Even though you can do it using seleniums built-in cookie manager I wouldn't recommend doing so if you're looking for security gaps. The WebDriver acts with much higher privileges than an actual attack scenario would (just look at seleniums switch_to which basically circumvents the same-origin policy, something a real attacker would have a really hard time to do) and as far as I recall it will also not respect httpOnly cookie settings.
Using the javascript_executor and passing it JS to change the cookie value will probably yield more reliable results for your case.
def change_cookie(cookie_name, new_value):
script = """
function manipulate_cookie(cookie_name, new_value){
var key_value_pairs = document.cookie.split(";")
var cookies = {}
for(kv_pair of key_value_pairs){
cookies[kv_pair.split("=")[0]] = kv_pair.split("=")[1]
}
if(cookies[cookie_name])
cookies[cookie_name] = new_value
var new_cookies = []
for(cookie in cookies){
new_cookies.push(`${cookie}=${cookies[cookie]}`)
}
return new_cookies.join(";")
}document.cookie = manipulate_cookie(arguments[0], arguments[1])
"""
driver.execute_script(script, cookie_name, new_value)

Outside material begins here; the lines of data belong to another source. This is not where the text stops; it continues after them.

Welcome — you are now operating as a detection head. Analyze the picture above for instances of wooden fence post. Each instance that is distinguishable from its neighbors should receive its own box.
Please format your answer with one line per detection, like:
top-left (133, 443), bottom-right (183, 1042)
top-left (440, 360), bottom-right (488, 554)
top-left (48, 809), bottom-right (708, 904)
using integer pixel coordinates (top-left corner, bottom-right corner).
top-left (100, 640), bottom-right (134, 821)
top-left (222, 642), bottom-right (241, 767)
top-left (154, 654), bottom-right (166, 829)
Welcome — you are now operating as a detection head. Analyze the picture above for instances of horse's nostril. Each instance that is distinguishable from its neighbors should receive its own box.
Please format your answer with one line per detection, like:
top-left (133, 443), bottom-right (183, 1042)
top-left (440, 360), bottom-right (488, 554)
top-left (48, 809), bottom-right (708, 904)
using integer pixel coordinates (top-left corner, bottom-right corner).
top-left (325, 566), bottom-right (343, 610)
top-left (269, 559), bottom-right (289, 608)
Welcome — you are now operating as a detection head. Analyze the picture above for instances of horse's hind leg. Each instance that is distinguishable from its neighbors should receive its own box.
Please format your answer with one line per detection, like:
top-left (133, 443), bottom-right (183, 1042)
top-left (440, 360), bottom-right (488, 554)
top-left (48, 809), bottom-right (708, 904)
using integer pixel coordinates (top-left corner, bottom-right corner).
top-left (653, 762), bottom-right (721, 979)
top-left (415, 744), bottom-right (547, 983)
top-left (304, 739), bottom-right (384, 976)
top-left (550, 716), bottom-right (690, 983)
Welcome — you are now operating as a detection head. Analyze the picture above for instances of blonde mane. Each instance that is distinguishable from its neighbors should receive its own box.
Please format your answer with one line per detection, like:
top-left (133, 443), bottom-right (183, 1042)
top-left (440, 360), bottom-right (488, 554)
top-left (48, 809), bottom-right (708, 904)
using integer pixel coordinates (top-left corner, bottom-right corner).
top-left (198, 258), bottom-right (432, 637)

will change the cookie value using only browser accesible methods and a simple
def get_cookie(cookie_name):
script = """
function get_cookie(cookie_name){
var key_value_pairs = document.cookie.split(";")
var cookies = {}
for(kv_pair of key_value_pairs){
cookies[kv_pair.split("=")[0].trim()] = kv_pair.split("=")[1]
}
return cookies[cookie_name]
}return get_cookie(arguments[0])
"""
return driver.execute_script(script, cookie_name) #Will return a string with the cookie value
will retrieve the data using the same constraints a not webdriver driven browser will have to respect.
The built-in methods for cookie manipulation are valuable if you need them to establish or pass sessions but they're not meant to test for actual browser behaviour because they are meant to allow for things you couldn't do natively.